Directing the Rider
To address this, leaders should script the critical moves: give staff members a playbook to get them started. For example, teachers who want to introduce exit slips can use sentence starters or specific questions for students to reflect on.
Next, find the bright spots: where are things working really well? Peer observations are a great way to have staff members understand what is working well. For example, when introducing the CCSS, look at classrooms within the school that are using the CCSS well and use peer observations to help other teachers understand how to teach the standards.
Finally, give them a destination postcard: create a shining vision of how the change will look in the future. All students that apply to college will be accepted to a university of their choice, or every senior will receive their diploma during the graduation ceremony. The goal of a destination postcard is to create a “vivid picture from the near-term future that shows what could be possible.”
Motivating the Elephant
Again, there are three components to this. The first step is to find the feeling. Make your staff members aware of the need for the change. In the case of the Common Core, rather than regarding it as a district or federal mandate, strong leaders will help staff members understand how the current standards are not addressing the needs of students.

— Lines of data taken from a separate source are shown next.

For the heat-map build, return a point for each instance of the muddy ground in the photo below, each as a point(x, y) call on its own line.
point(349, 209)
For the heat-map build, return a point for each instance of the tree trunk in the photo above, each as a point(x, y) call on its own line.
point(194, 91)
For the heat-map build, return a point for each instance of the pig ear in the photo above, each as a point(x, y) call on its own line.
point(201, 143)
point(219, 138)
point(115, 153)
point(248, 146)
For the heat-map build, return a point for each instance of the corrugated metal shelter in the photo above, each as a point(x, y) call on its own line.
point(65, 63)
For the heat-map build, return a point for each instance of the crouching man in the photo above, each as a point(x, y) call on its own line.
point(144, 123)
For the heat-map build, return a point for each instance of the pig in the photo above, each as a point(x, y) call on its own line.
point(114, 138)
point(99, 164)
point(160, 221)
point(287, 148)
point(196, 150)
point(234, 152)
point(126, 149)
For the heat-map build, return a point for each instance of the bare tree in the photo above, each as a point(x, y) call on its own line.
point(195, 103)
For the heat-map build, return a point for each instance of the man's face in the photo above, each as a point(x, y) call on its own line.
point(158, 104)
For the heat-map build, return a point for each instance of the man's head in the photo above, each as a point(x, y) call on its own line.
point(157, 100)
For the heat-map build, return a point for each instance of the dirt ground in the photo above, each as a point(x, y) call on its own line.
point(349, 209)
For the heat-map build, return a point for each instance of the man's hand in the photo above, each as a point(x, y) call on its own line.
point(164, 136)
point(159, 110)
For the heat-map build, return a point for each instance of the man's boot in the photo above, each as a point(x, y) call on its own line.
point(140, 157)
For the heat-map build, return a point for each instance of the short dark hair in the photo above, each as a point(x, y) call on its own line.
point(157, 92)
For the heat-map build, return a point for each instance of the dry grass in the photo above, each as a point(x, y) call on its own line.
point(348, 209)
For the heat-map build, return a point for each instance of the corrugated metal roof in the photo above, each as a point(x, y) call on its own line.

Second, shrink the change. A big change all at once is intimidating. Heath and Heath explain, “People find it more motivating to be partly finished with a long journey than to be at the starting gate of a shorter one.” In the case of the Common Core, point to the fact that many teachers are already implementing some of the standards. Another common strategy is to roll out a change. For example, I visited one Washington school that implemented standards-based grading over a three-year period, moving from the lower grades to the upper grades in the roll-out process.
Finally, grow your people. Help them build a growth mindset where mistakes are not failures but part of the learning process. This is especially important in classrooms. We often recommend teachers use follow up questions to probe student responses, especially when they get the answer wrong. This helps promote a growth mindset over a fixed mindset in students. By encouraging students to try, even when they may fail, teachers help students understand that learning is a process and it is okay to stumble. We did not go from crawling to running as children; we first stood, fell, and stood up again.
Shaping the Path
First, you can tweak the environment. According to Heath and Heath, “Tweaking the environment is about making the right behaviors a little bit easier and the wrong behaviors a little bit harder.” In the case of schools implementing the CCSS, using a curriculum aligned with the new standards is critical. This makes it easier for them to teach to these standards, rather than having to align old content to new standards.
In addition, you can build habits in staff members. Habits are most easily built by creating an action trigger: once one event happens, the next automatically follows. For example, posting learning objectives is helpful for both teachers and students. An effective action trigger for teachers may be to immediately write the learning objectives on the board when they walk into their classrooms for the first time each day.
Finally, find ways to rally the herd. People have a harder time resisting change if their friends and colleagues are all encouraging them to change. In a classroom, as more students begin to use a turn-and-talk, it will be harder for their classmates to goof off during that time. One way to help build the herd is to “publicize” it. “Look at Timmy and Sarah doing such a great job discussing their ideas.”
All of this makes change seem very simple when, in fact, it is often a difficult and drawn out process. However, the above strategies can help leaders enact difficult, often game-altering changes that are sustainable and valued by stakeholders. All of this is simply a brief overview, however. If this resonated with you, I recommend that you check out Switch. Chip and Dan Heath provide all of this information in an easy to read book with plenty of case studies and examples to draw inspiration from. Good luck with your changes!